Esta breve introducción intenta explicar la situación del cineasta iraní Jafar Panahi (Irán, 1960), de quien se acaba de estrenar en Madrid su película más reciente: “Taxi – Teherán”, que fue galardonada con el Oso de Oro, la más alta distinción que otorga anualmente el Festival de Cine de Berlín. A lo significativo del premio hay que sumarle dos circunstancias llamativas: Panahi tiene prohibido realizar películas en Irán durante veinte años de acuerdo a una sentencia de los tribunales locales y tampoco puede abandonar el país, por lo que le fue retirado el pasaporte. Como no pudo acudir a retirar el premio, lo hizo en su nombre su pequeña sobrina, Solmaz Panahi, quien es, justamente, una de las protagonistas de esta película.

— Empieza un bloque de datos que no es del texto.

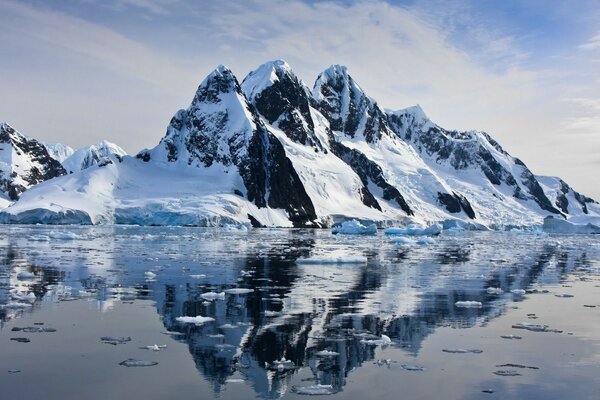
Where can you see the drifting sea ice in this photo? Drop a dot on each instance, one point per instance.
(333, 260)
(213, 296)
(415, 230)
(468, 304)
(198, 320)
(130, 362)
(314, 390)
(239, 291)
(354, 227)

Con una cámara pequeña, colocada en el tablero de un taxi que es manejado por el propio Panahi, la película narra la historia de una serie de pasajeros ocasionales con una humanidad conmovedora al tiempo que describe las condiciones de opresión en que viven. Su sobrina, que a partir de cierto momento le acompaña en el asiento de adelante, debe hacer una pequeña película como trabajo práctico de su colegio, rodándola con una cámara fotográfica. Cuenta las indicaciones que les ha dado la maestra de aquello que se puede filmar y aquello que no, que son justamente los motivos por los cuales este director, que acapara un buen número de primeros premios de festivales internacionales de cine de primer nivel, no puede filmar en su país.
Al salir del cine se me planteó la duda de si el régimen de Irán es de derecha o de izquierda. Solo pude llegar a la conclusión de que es un régimen de la barbarie y de la intolerancia, del fanatismo y la irracionalidad, aunque quizá estas denominaciones no figuren en ningún tratado de política. “Soy un cineasta –ha dicho–. No sé hacer otra cosa que hacer películas. Nada puede impedírmelo. Y cuando más me han empujado a los rincones más alejados, más he conectado con mi interior. El cine como arte se ha convertido en mi principal preocupación. Y seguiré haciendo películas para sentirme vivo”.
Entre las acusaciones figuran afirmaciones tan ambiguas como “difundir propaganda contra el Estado”, “actuar contra la seguridad nacional”, “publicar contenidos inmorales”, “proferir injurias contra figuras religiosas” y la ya mencionada: “reflejar la realidad sórdida”. Quien haya visto sus películas no encontrará nada de esto sino la más profunda preocupación por reflejar la aventura humana, no esa aventura épica de grandes héroes, sino la que se vive cotidianamente en la calle.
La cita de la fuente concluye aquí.